565 1 OK Linear Marked by Low Level Format.
*** END TESTS: 4 ERRORS ENCOUNTERED ***
I'd never had trouble with this hard disk until recently; track 71 occasionally has a soft ECC error, but it disappears. It's definitely possible the drive is on its way out after 37 years. But I still am kinda attached to the drive, seeing it's the original one of the few notorious CMI drives still working.
Debugging
I don't know what "DOS File." error means, so I decided to dig deeper. Here's what I found via running a bunch of int 0x13 reads in DEBUG and looking at the error code:
- 139, 2, 15- Cannot find address mark
- 139, 2, 16- Cannot find address mark
- 139, 2, 17- CRC Error
- 139, 3, 1- CRC Error
- 157,1,4- CRC Error
- 157,1,5- Cannot find address mark
- 157,1,6- CRC Error
- 157,1,7- Cannot find address mark
Next, I tried to figure out which file these sectors belonged to. Based on the BPB[SUP]2[/SUP], I was able to figure out that CHS 139, 2, 15 is the start of FAT cluster 0x928, and CHS 157,1,4 is the start of cluster 0xa53. Each cluster is 4 sectors, and I confirmed that the sectors adjacent to these clusters read fine. By doing more int 0x13 reads to search the FAT using DEBUG's "s" command, I found the following FAT cluster chain:
Code:
0x24d => 0x24E => 0x25d => 0x928 => 0xa53
The first bad cluster points to the second bad cluster. By reading the good sectors, I inferred the bad file was in "C:\DOS" based on its contents. I then did another DEBUG "s" on C:\DOS's directory entries to find that the bad file was DOSSHELL.SWP. Sure enough (CTTY COM2):
Code:
C:\DOS>type DOSSHELL.SWP
General failure reading drive C
Abort, Retry, Ignore, Fail?r
General failure reading drive C
Abort, Retry, Ignore, Fail?f
Fail on INT 24 - DOSSHELL.SWP
How To Fix?
I recall a crash happening recently (less than a week ago) while I was running DOSSHELL off a floppy, and I don't recall running CHECKIT since then. I don't think these particular sectors being bad is a coincidence. Maybe the crash happened during a multi sector write[SUP]3[/SUP]? Are there any known bugs back in the day w/ DOSSHELL?

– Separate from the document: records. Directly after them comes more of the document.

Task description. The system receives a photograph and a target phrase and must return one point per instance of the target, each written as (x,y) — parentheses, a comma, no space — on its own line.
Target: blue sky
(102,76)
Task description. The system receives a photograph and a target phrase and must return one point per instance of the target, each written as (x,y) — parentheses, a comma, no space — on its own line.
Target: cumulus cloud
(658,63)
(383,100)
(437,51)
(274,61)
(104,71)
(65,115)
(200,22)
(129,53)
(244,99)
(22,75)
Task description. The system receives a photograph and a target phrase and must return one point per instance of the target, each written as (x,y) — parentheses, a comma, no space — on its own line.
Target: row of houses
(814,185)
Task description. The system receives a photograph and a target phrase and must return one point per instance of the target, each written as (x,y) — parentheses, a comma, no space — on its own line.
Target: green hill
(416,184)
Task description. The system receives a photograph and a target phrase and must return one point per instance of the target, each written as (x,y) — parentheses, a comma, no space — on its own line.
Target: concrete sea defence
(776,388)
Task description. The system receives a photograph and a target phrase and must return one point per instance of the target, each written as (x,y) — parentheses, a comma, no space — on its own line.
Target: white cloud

I don't care about saving DOSSHELL.SWP. The rest of the drive appears to be working fine for now, and I'll keep an eye on it. So my main question is: what recourse do I have to non-destructively remove both?
As a bonus, are there utilities to find "orphan" FAT chains that don't link to any existing file and display/free them?
As for track 71's soft errors, maybe I need to rewrite it. Are there utilities to rewrite a track safely[SUP]4[/SUP] without a low-level format beforehand[SUP]5[/SUP]?
Footnotes
- Yes, it's the original CMI drive, type 6. I've been using it for 10.5 years without issues.
- FAT16, 512 bytes/sector, 4 sectors/cluster, 1 reserved sector, 2 FATs, 512 root dir entries, 41840 sectors, FAT ID F8, 41 sectors per FAT
- I don't know if an interrupted multi-sector write explains the address mark errors though. I don't think that part of the disk was rewritten after the initial format?
- By "safely", I mean maybe back up the good sectors on the track to a floppy before doing the write.
- Assuming no power loss. If that happens well, everything's backed up anyway, and I'll do another backup before hand.